Inducing, Detecting and Characterising Neural Modules:
A Pipeline for Functionally Interpretable Reinforcement Learning
Inducing, Detecting and Characterising Neural Modules:
A Pipeline for Functionally Interpretable Reinforcement Learning
Abstract
Interpretability is crucial for ensuring RL systems align with human values, but remains extremely challenging to achieve in complex decision making domains. Existing methods frequently attempt interpretability level of fundamental model units, such as neurons or decision nodes: an approach which scales poorly to large models.
Consequently, we instead propose to approach interpretability at the level of functional modularity. We demonstrate how training modifications can encourage the emergence of modularity in RL policy networks, and develop a neural-network specific method for detecting these modules.
Applying these methods to 2D and 3D Minigrid environments consistently finds navigational modules which act along different axes. To validate this functionality, we directly intervene on module weights and analyse the resulting behavioural changes.
By interpreting RL decision making at the level of functional modules rather than fundamental model units, we offer a promising level of abstraction for model understanding which balances explanation accuracy and tractability for a human interpreter.
Inducing Modularity
We induce modularity by encouraging locality and sparsity in network connections by introducing a connection cost loss (CC loss) in training. Each neuron in an MLP policy network is given a 2D coordinate, and the CC loss is defined as a log based sparsity applied to weight magnitudes, scaled by the 'distance' between the relevant neurons. Neurons are further relocated within their layers during training, by swapping positions in the manner that minimises the total CC of the network.
As shown above for 3 Minigrid environments, as the scaling λ of the CC loss is increased, structurally independent modules emerge within MLP based policy networks.
Detecting Modules
In order to automatically detect these emergent modules, we develop an extended version of the Louvain community detection algorithm which accounts for the constrained architecture of neural networks, and our interpretability objectives . We optimise modules for isolation and correlation alignment - the extent to which the activations of neurons within a specific module are correlated.
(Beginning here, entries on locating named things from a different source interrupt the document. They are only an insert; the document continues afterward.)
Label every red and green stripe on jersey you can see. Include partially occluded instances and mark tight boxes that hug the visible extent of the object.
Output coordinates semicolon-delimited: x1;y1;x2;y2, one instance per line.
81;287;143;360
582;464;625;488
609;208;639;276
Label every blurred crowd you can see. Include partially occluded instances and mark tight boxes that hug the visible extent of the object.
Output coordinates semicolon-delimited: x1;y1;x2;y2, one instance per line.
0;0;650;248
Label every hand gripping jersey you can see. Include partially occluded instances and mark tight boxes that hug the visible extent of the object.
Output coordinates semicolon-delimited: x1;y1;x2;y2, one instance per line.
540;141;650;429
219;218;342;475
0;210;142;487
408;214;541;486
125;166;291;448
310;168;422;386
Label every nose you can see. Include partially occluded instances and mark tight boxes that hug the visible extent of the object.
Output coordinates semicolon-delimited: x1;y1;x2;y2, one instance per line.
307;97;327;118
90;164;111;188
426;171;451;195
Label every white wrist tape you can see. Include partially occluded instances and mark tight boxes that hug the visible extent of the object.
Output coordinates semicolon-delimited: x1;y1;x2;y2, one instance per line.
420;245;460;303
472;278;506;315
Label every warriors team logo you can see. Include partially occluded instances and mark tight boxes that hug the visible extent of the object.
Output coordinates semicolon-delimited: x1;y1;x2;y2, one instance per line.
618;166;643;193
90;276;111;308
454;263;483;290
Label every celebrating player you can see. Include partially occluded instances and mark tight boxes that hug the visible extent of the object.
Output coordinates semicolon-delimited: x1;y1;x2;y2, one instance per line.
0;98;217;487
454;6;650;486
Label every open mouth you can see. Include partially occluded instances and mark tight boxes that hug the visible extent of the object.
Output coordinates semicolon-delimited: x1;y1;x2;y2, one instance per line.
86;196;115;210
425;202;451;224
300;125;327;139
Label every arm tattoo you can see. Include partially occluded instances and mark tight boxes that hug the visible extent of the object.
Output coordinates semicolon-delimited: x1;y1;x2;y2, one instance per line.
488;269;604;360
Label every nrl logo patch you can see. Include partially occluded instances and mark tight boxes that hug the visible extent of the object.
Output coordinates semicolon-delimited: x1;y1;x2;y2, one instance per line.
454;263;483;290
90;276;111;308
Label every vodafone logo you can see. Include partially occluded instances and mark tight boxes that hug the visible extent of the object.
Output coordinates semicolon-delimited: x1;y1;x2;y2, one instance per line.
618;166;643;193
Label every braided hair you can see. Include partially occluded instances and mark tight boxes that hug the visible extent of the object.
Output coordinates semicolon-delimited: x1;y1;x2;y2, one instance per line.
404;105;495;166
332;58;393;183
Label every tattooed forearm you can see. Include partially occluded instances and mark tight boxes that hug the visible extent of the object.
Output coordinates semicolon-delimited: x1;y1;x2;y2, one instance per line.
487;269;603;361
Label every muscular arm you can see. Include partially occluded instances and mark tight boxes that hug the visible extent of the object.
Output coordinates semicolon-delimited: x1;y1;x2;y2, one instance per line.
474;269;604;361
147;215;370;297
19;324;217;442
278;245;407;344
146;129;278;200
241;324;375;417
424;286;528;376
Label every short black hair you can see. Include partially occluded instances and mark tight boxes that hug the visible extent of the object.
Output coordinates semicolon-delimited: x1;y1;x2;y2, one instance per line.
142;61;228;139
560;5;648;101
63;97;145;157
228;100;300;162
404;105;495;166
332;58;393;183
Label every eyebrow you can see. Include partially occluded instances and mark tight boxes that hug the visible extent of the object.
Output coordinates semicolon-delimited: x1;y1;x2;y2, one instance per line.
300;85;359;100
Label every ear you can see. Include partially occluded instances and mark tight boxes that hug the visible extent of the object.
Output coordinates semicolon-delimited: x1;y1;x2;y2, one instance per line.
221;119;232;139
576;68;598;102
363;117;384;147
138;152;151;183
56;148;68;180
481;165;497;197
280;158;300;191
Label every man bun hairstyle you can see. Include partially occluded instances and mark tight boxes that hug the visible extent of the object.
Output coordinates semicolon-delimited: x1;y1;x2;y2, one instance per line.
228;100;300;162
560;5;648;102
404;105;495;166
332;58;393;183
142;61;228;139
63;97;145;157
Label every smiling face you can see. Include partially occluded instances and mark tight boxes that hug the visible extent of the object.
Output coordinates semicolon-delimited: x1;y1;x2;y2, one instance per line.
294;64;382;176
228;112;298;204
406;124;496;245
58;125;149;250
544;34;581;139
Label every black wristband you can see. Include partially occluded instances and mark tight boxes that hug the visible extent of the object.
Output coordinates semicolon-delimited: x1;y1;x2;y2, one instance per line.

We show the resulting modules below for three minigrid environments: dynamic obstacles (left), where an agent must avoid 3 moving balls; go to key (centre) where the agent must navigate to the correct target key; and 3D dynamic obstacles (right) which extends dynamic obstacles to a 3D grid.
Characterising Functionality
The detected modules appear to seperately control naviagtion along different axes. However, interpreting neural networks based on visualisation risks subjectivity, so we propose to empirically evaluate module functionality by directly modifying module parameters prior to inference. We find that 'disabling' a module, by setting all its weights to a large negative number significantly reduces the frequency of actions along the corresponding axes, while not increasing the failure rate along the remaining axes. This evidences that a high level of functional independence has been achieved between decision making along different axes.
The right animation shows behaviour when community 1 (the left/right module) is disabled. The agent retains the ability to avoid the obstacles by moving up and down, but is unable to move left and right. Tap on a graph node (left) to trace its connectivity through the network, or on the graph background to reset.
Application to Pong
We also present initial results from applying the framework to Pong. We train PPO agents on the Gymnax implementation adapted to return a symbolic observation of paddle coordinates, ball coordinates and ball velocity. We find that the simplicity of the task results in a single module, which learns to ignore the 'stay' action, ball velocities and player x coordinate. Interestingly the agent still relies on the opponent paddles x and y positions (our trained agent is P1 and the opponent, which implements a simple 'follow ball' policy is P2).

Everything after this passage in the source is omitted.